Shah Rukh Khan and Hrithik Roshan flit across the screen during the credit titles of "I See You". They were being kind.


Dress designer Manish Malhotra has the easiest job in this quaint but dead film about a comatose girl whose spirit visits a talk-show host's swanky pad in London. The ghost, played by newcomer Vipasha, looks quite bored in the film.


The cleverest thing about Suresh Nair's script is the talk-show title 'British Raj'. You see, Raj is our hero Arjun Rampal's name. Clever, clever!


It's a name much in favour in our films. Remember Shah Rukh Khan in "Dilwale Dulhaniya Le Jayenge"? Similarly, "I See You" too is set in London.


Cinematographer Ashok Mehta shoots London with a mix of touristic delight and resident ennui. Music composers Vishal-Shekhar have come up with a good score that provide a welcome intrusion.

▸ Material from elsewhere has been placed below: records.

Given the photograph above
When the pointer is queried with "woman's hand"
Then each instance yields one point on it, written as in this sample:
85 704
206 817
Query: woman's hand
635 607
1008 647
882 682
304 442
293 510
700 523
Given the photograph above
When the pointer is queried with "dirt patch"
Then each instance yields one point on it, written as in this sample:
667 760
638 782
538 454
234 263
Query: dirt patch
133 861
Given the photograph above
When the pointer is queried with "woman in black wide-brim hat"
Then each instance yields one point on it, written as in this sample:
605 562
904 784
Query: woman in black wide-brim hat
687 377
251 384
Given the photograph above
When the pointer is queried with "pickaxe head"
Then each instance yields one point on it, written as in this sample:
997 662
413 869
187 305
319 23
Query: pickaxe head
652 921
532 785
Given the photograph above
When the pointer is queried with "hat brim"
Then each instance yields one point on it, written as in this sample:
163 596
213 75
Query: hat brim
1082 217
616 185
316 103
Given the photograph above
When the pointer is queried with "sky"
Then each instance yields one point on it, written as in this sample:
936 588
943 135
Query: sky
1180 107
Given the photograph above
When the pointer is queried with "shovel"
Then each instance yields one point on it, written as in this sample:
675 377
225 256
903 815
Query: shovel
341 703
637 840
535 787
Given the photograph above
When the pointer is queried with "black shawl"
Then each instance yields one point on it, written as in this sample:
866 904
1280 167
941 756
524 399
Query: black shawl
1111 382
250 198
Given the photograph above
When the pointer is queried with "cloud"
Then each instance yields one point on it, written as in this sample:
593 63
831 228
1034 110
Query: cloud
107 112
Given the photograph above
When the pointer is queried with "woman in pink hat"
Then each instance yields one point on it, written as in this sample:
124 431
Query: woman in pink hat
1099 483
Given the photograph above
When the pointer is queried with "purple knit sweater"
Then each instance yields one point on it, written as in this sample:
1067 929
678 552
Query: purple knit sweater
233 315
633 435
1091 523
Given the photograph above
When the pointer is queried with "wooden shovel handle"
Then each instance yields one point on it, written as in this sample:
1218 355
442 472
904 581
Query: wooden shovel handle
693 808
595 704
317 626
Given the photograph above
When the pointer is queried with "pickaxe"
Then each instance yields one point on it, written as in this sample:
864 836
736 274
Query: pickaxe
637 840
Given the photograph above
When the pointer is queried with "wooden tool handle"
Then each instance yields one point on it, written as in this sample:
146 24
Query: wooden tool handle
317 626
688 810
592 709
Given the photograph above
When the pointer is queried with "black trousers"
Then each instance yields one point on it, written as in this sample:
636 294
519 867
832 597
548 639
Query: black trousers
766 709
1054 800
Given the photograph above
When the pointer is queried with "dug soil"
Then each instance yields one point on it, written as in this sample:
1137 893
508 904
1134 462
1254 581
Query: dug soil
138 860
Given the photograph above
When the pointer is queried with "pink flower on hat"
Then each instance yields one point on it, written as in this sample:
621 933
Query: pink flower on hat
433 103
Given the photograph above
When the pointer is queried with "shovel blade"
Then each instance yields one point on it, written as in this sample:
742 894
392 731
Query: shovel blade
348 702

Somewhere between the two extremes of delight and boredom reside the core of this failed but sweet love story between a womaniser and a ghost.


Arjun Rampal is an actor capable of charisma on screen. As producer, he offers himself a plum chance but unfortunately manages to leave audiences glum. A deathly stillness occupies the heart of the plot. And if you have watched the Hollywood film "Just Like Heaven" you know where this Hindi version has come from.


Most of the film is set in the hero Raj's apartment, far prettier than Vipasha, who plays the ghost with unnerving calmness. Scenes between Rampal and the debutante are absolutely zero in chemistry. Seldom have we come across a pair so devoid of a romantic link.


The fringe players, mainly derived from the original Hollywood film, include a corrupt doctor who sells organs, a British cop who's so obsessed with Hindi films, the comatose girl's mom who darts dirty looks at Raj, a talk-show co-hostess who shows off her legs so much that you wonder if she's advertising for strip poker, and last but not the least, the hero's friend who gets beaten up by his wife every night.


Only god knows what the husband-beating wife wants from her husband ... or why this film was made in the first place! An exercise in supreme self-indulgence, "I See You" tells us nothing about London, near-fatal illnesses and self-obsessed talk-show hosts that we really wish to know.


One can't think any really good reason to see "I See You".